Tekrar yollara. Ama ne yollar. Hava
kararmak üzereyken bu güne bir şehir daha sığdırma çabasındayız. Çukurlu daracık
sokaklarda bir köşe başına park edip aracımızı, başlıyoruz bu dar vakitte
Resne’ye. Yürüyüş için çıkmış bir çift, plakamızı görüp bizimle hemen başlıyor
sohbete. Ardından önce kasabanın merkezi
meydanına ve sonunda merak ettiğimiz Resneli Niyazi Bey Sarayı’na kadar eşlik
ediyorlar bize. Şengül Hanım ve eşi. Eskiden çikolata fabrikasında çalışırmış
Şengül abla, şimdi ise gençlere bile iş yok diyor. Kızlarını İstanbul’a
nişanlamışlar, zaten burada yeni neslin yaşam şansının olmaması ve maddi
sıkıntılardan dertliler. Kasabanın terk edilmiş görüntüsü de içler acısı.

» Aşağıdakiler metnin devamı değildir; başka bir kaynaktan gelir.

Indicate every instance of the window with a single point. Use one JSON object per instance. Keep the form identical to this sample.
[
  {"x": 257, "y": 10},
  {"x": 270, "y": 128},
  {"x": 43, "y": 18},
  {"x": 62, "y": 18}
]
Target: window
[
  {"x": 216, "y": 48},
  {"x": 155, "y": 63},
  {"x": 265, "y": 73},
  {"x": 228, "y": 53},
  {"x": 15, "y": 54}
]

Muhabbetin ortasında birden işte geldik diyor. Açıkçası olmasalardı bulana
kadar kıvranırdık şu meşhur sarayı. Alacakaranlıkta görebildiğimiz kadarıyla
yetiniyoruz Niyazi Bey’in hayalindeki küçük Paris’ten bu alanı. Sarı duvarları
ve geniş avlusu ile hala güzel iki katlı bir yapı. ‘Sarayımızda’ diyor Şengül
abla, şimdi seramikler, resimler sergileniyor. Hala çok seviyorlar, güçlükle
ayakta duran şehirlerini. Ve bizi sanki eski dostlarıymışız gibi aracımıza
kadar geçirip uğurluyorlar. Sonsuz teşekkürler artık Resne denilince ilk
aklımıza gelen iki güzel insana.
Bilmediğimiz bir yolda karanlığa
kalmak, değildir aslında âdetimiz. Ancak zaman her zaman planlanamaz. Gecede yağmurla
birlikte alırken yol, bir ışık beliriyor karşıdan. Polis durdurup anlatıyor
yolu kapadıklarını kaza nedeniyle. Soldaki servis yolunu işaret ediyor takip
etmemiz için. Birkaç aracın ışığı ile sanırım bir ormanın içindeki yolda
ilerliyoruz. Navigasyonda olmayan bir yolda çıkış peşindeyiz. Sağımızda anladığımız
kadarıyla bir dere de bizle birlikte akıp gidiyor bir bilinmeze. Bir an için
öndeki aracı takip etmek iyi bir fikir gibi gelmiyor bu ıssız yerde. Acaba
deyip bir boşluk bulup bata çıka geri dönme peşindeyiz. Ta ki sonu gelmeyen yolda karşıdan gelen iki
aracı görene dek. Bir müddet kenarda
bekleyip işi çözmeye çalışırken, ya da saç baş tartışırken mi demeliydim
bilmiyorum, tekrar yön değiştirip geldiğimiz yola ikinci kez çıkıyoruz. Belki
de bir saati aşan sürenin sonunda asfalta çıkışı. Doğrusu hiç bitmeyecek
sanmıştık.
Şükür ki kavuştuk sana, cennetten
bir damla dedikleri Ohri. Bu zorlu günün ardından şehre girer girmez karşımıza
çıkan ilk otelde yer bulabilmemiz de, tamam hadi sınavı geçtiniz gibi bir haber
bize. Yanında mini bir alışveriş merkezi ve çocuk oyun salonları olan farklı
bir otel. Gece yarısı olmak üzereyken rahat bir soluk alıyor ve anlamıyoruz
bile nasıl daldığımızı karlığın içine.
KAM Villige Town Hotel otoparkı,
temiz ve modern odasıyla beklentilerimizi karşılasa da, traditional dedikleri
kahvaltı, hayallerimizden çok uzakta. Sadece omlet ve yanında sıcak bir içecek.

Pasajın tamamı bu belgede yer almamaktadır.